New recommendations for cervical cancer screening for women were issued by the US Preventive Services Task Force and published online via JAMA network.
Cervical cancer is the fourth most common cancer in women worldwide. It disproportionately affects women of color, low-income women and those in countries with limited access to reproductive healthcare.
Furthermore, there have been 13,240 new cases of cervical cancer and 4,170 cervical cancer-related deaths projected to occur in 2018 within those populations.
Despite scary numbers, JAMA reports that rates of cancer have declined in the United States over the last half century.
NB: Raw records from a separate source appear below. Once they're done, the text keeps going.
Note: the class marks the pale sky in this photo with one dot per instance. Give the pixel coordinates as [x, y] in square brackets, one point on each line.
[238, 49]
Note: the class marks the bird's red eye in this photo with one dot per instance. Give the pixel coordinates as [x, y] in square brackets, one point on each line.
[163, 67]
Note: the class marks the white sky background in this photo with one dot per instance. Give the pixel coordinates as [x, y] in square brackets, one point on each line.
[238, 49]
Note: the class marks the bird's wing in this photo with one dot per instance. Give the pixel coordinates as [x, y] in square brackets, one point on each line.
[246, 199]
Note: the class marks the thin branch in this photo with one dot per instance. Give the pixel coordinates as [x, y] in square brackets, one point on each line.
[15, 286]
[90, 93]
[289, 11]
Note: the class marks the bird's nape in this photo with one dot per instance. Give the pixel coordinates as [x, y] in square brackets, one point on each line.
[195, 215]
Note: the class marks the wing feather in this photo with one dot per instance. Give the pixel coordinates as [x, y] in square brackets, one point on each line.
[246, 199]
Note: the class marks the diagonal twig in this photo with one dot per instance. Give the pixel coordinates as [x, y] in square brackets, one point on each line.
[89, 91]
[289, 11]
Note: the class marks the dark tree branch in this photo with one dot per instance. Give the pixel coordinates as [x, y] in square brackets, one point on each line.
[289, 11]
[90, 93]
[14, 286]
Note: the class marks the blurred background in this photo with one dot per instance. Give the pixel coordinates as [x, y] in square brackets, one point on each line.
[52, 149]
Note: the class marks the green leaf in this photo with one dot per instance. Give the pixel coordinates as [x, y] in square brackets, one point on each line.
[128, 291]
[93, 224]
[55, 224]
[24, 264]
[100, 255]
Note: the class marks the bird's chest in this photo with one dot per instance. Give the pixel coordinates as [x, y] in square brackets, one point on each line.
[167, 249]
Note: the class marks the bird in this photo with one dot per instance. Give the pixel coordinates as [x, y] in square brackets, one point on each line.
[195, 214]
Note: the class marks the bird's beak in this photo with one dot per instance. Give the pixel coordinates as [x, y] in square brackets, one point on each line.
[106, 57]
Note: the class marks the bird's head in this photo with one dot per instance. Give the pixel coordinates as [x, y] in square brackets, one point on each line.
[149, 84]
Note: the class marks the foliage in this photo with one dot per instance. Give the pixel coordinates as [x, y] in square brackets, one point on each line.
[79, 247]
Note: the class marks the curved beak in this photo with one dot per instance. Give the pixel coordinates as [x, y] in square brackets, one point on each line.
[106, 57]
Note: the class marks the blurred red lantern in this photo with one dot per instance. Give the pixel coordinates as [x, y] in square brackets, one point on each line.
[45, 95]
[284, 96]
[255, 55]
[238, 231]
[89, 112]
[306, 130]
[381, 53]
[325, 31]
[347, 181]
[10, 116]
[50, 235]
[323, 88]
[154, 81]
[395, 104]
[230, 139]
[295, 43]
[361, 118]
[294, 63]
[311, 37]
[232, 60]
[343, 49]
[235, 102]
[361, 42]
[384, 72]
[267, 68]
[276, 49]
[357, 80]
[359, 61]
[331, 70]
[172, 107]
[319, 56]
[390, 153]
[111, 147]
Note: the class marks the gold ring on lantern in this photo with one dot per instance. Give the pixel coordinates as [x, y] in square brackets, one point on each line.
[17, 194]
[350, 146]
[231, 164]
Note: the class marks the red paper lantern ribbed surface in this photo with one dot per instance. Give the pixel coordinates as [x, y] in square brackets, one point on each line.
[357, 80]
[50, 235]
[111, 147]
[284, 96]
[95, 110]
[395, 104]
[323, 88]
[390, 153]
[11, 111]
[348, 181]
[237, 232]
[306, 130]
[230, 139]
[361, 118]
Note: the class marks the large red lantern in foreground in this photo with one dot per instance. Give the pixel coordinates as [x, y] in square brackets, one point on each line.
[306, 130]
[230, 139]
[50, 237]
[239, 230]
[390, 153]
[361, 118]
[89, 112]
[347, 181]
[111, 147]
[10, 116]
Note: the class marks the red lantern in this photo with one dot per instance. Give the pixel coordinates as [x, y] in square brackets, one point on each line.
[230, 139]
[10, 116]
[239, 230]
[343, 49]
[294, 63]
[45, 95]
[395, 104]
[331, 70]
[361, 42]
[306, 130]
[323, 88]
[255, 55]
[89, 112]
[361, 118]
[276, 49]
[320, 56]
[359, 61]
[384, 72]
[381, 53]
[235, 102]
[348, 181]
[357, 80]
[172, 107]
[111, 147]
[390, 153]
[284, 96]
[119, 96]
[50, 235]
Most cervical cancer is caused by the human papillomavirus (HPV).
Exfoliative cytology, what we all know as the “pap test”, was introduced 75 years ago and has become the go-to for cervical cancer screening among women. In the years past, it was recommended that women between 30 and 65 years old receive a Pap smear every three years and HPV co-testing every five years.
Now the task force suggest women under 21 need not be tested. That is because cervical cancer is a slow, progressive disease and doesn’t show up until advanced stages. Testing during the younger years will only show that HPV is detected.
Women over 65 years old can forgo testing if they have had recent negative tests. However, it is recommended you still visit a health care provider on a regular basis.
There are many different strains of HPV. According to the U.S. Centers for Disease Control and Prevention (CDC), some strains of it cause cell changes in the cervix which can lead to cervical cancer over 10 to 15 years. There are other strains that cause genital warts.
An HPV vaccination was made available to adolescents to help combat the likelihood they contract it. However, due to it being a parent or guardian approved vaccine, the adoption of it by parents or guardians are not as high as doctors has hoped.
Currently only 43% of adolescents were up-to-date on the HPV vaccination compared to 88% being up-to-date on tetanus, diphtheria and acellular pertussis vaccine.